В пятницу-субботу меня не отпустили (а я уже ожидал). Старшая сестра Калерия, она дежурила, объяснила, что не отпускают нас опять же из-за ЧП. Больной Кривошеин, будучи отпущен, угодил под мотоцикл. Нет, не сильно. Но Кривошеин так напуган, что на всякий случай (Калерия скорбно скривила губы) ходит с костылем, а в другой руке — гнутая палка.
— Малость выждем. К праздникам всех выпустят, — уверенно пообещала мне Маруся, сменившая Калерию на другой день.
С Марусей я уже посиживал рядом. Сближению слегка мешал сломавшийся на днях (на больничном сухаре) мой передний зуб (какое-то время уйдет на речевое привыкание). В особенности шипящие, нет-нет и я заплевывал мою чистенькую, толстенькую собеседницу.
Она возмутилась:
— Что это ты сегодня?
— Зуб.
Помолчали.
— Жены давно нет?
— Разоше-еоолся. Давно! — сказал я с очень точной доверительной интонацией.
Сближение (как идея) нас обоих все более воодушевляло — сойтись, мол, как только я выйду из больницы. Можно сойтись на время. Можно и пожить. Ее кв метры (паркетная доска?) уже издалека манили большими пуховыми подушками, предрассветной свежестью и запахом кофе со сгущенным молоком (ведь она рано встает!). Меня подхватило:
— Приятная у тебя фигура! Ах, эти плечи... — На этот раз я удачно сдержал слюну напряжением в горле. Я не говорил — пел; она снисходя слушала.
Дело известное: больные часто увиваются вокруг сестер, а сестры (тем более старшие сестры) боятся скрытых или потенциальных наркоманов. Знают, как больно оторвать и как трудно бывает выставить сроднившегося с тобой и все больше опускающегося мужика. Мой интерес выглядел честнее: мой препарат (мой наркотик) — это всего лишь теплота общения. Не под запретом. А что до предписанных мне препаратов, я, и точно, куплю в аптеке. (Но неужели Маруся покупает самой себе анальгетики? бинты, одноразовые шприцы?.. Не верю.)

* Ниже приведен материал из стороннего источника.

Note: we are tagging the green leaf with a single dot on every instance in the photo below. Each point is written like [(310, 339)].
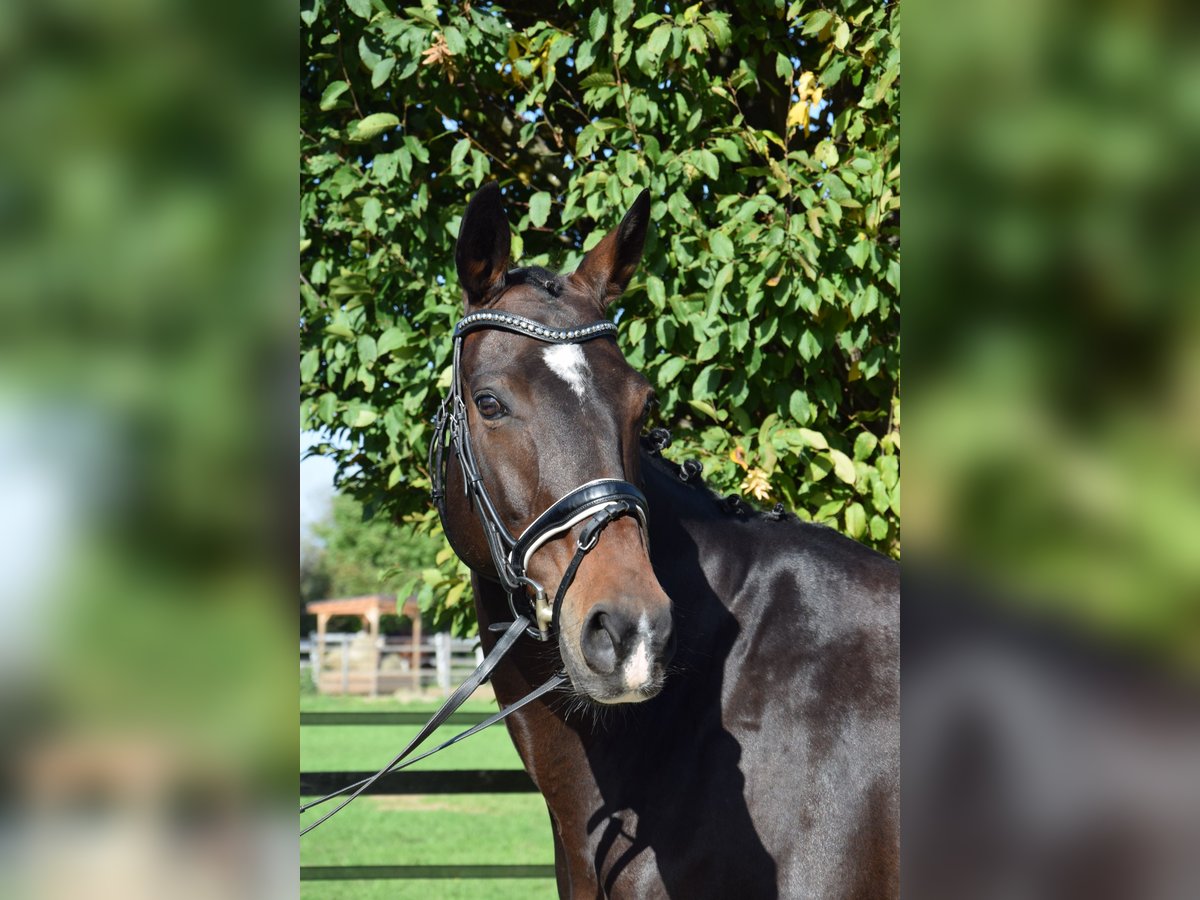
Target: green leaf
[(382, 71), (814, 438), (856, 520), (708, 163), (372, 126), (333, 91), (816, 21), (455, 41), (720, 245), (809, 346), (598, 24), (708, 349), (657, 292), (327, 407), (843, 466), (671, 369), (384, 167), (719, 28), (539, 209), (367, 349), (864, 445), (598, 79), (784, 67), (390, 340), (371, 211), (658, 40), (309, 364), (841, 36), (879, 528), (798, 406), (702, 406), (585, 57)]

В варианте мы гляделись неплохой парой: уже загодя едины, мы хихикали над Иваном и длинноногой Инной, над ядовитым Волиным-Холиным, что прощупывает каждого больного своими учеными глазками. Совпадение мнений — это к совпадению чувств. Это к совпадению на ее кровати (высокой, но на мой вкус узковатой, одеяло верблюжье? в серую клетку?). Маруся будет посмеиваться над тощенькой воображалой Инной, а я буду Марусю мять, поворачивать и оставлять ей легкие синяки на крепких ее местах. (Будто бы из затаенной мести красивой Инне и Ивану Емельяновичу. Их знаменитому роману.)
А что — стану, пожалуй, делать вид, что ревнив к прошлому, выспрашивать, а как с ней, с Марусей — до Инны — было ли что у Ивана с Марусей?.. «Да так. Было разок на диване!» — тщеславно солжет она, сболтнет наскоро и смешок небрежный (Иван ее и не замечал как женщину), а я помрачнею и надуюсь. Пока не скажет, спохватившись, насколько я умелее, а то и слаще Ивана.
— Ладно тебе. Засиделись, — прерывает Маруся наше с ней общение (уже текучее, неостановимое, как жизнь).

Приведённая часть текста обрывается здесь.